In fact, Trump’s appointments all suggest that his administration will be very friendly to the 1 percent, and to Wall Street in particular, notwithstanding the populist rhetoric that got him elected. During the campaign, Trump told Face the Nation that "the hedge-fund guys didn’t build this country. These are guys that shift paper around and get lucky.” Now several financiers will be working for the Trump administration. Steven Mnuchin, Trump’s pick for secretary of the treasury, also worked for years at Goldman Sachs. More recently he ran a bank whose foreclosure practices were described by a judge as “harsh, repugnant, shocking, and repulsive.” Mnuchin’s chief qualification seems to be that he was Trump’s top fundraiser; he has no experience in government. Neither do Wilbur Ross or Andrew Puzder, Trump’s nominees for secretary of commerce and secretary of labor respectively. Puzder, whose company runs the fast-food chains Carl’s Jr. and Hardees, does not even agree with the president-elect about his signature issue, immigration. Puzder has said that immigrant workers are more grateful for their jobs than workers born in this country, though he likes robots even more: “They’re always polite, they always upsell, they never take a vacation, they never show up late, there’s never a slip-and-fall, or an age, sex, or race discrimination case.” None of the people Trump has appointed to implement his economic policies has evinced any sympathy for the white working-class voters who propelled him to victory. Indeed, these appointees are all, to a man, members of the plutocratic elite Trump ran against. But perhaps this should come as no surprise.

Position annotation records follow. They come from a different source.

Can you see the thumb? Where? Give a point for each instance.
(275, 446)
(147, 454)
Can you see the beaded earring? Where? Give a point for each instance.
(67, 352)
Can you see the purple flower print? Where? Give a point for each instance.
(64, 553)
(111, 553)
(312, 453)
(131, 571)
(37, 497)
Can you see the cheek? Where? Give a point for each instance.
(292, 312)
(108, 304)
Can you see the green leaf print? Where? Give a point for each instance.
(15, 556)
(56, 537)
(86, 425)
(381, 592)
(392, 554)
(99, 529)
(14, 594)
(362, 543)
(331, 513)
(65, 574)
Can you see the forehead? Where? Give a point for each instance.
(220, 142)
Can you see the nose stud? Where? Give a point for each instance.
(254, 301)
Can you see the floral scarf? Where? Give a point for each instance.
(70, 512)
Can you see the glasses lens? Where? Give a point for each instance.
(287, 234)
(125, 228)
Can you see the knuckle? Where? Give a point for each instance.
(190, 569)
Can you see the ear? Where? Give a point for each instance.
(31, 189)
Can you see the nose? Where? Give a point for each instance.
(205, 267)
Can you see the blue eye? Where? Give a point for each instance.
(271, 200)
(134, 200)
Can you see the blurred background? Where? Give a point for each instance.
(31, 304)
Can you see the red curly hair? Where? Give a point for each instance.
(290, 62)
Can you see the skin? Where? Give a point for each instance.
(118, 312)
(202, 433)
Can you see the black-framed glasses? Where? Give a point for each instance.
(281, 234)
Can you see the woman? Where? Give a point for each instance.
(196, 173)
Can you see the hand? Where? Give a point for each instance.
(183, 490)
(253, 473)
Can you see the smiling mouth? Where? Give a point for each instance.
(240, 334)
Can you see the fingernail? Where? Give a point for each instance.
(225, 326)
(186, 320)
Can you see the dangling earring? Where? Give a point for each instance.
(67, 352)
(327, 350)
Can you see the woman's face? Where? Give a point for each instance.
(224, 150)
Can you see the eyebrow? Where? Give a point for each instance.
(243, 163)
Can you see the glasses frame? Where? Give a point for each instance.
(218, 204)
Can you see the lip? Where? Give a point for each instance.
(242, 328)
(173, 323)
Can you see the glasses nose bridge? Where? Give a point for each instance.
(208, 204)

Other appointments seem downright perverse: a head of the Environmental Protection Agency who doesn’t believe in global warming; a secretary of education who doesn’t like public schools; a secretary of housing and urban development (Ben Carson) who scorns public housing and claimed, not long before his appointment, that he wasn’t qualified to run a federal agency. It will fall to Trump’s national security adviser to curb his notorious impulsiveness in the event of a crisis. To this delicate task Trump has appointed retired general Michael Flynn, a man who used his Twitter account to spread conspiracy theories about Hillary Clinton and has called Islam a “malignant cancer.”

As we go to press, it is being reported that Trump has chosen yet another businessman with no government experience to be his secretary of state. Rex W. Tillerson, the chief executive of Exxon Mobil, is said to be a favorite of Vladimir Putin, who awarded him Russia’s Order of Friendship in 2013. The news of Tillerson’s appointment comes just days after the C.I.A. revealed that Russia interfered with November’s election in order to help Trump win. One might think that in such circumstances Trump would hesitate to entrust U.S. foreign policy to someone perceived to be soft on Russia, just as one might think he would pay serious attention to the C.I.A.’s allegations. But no: Trump doesn’t care what his critics think. He is a law unto himself. Even the best cabinet would have trouble protecting him from his bad instincts, but the one he’s chosen can only make them worse.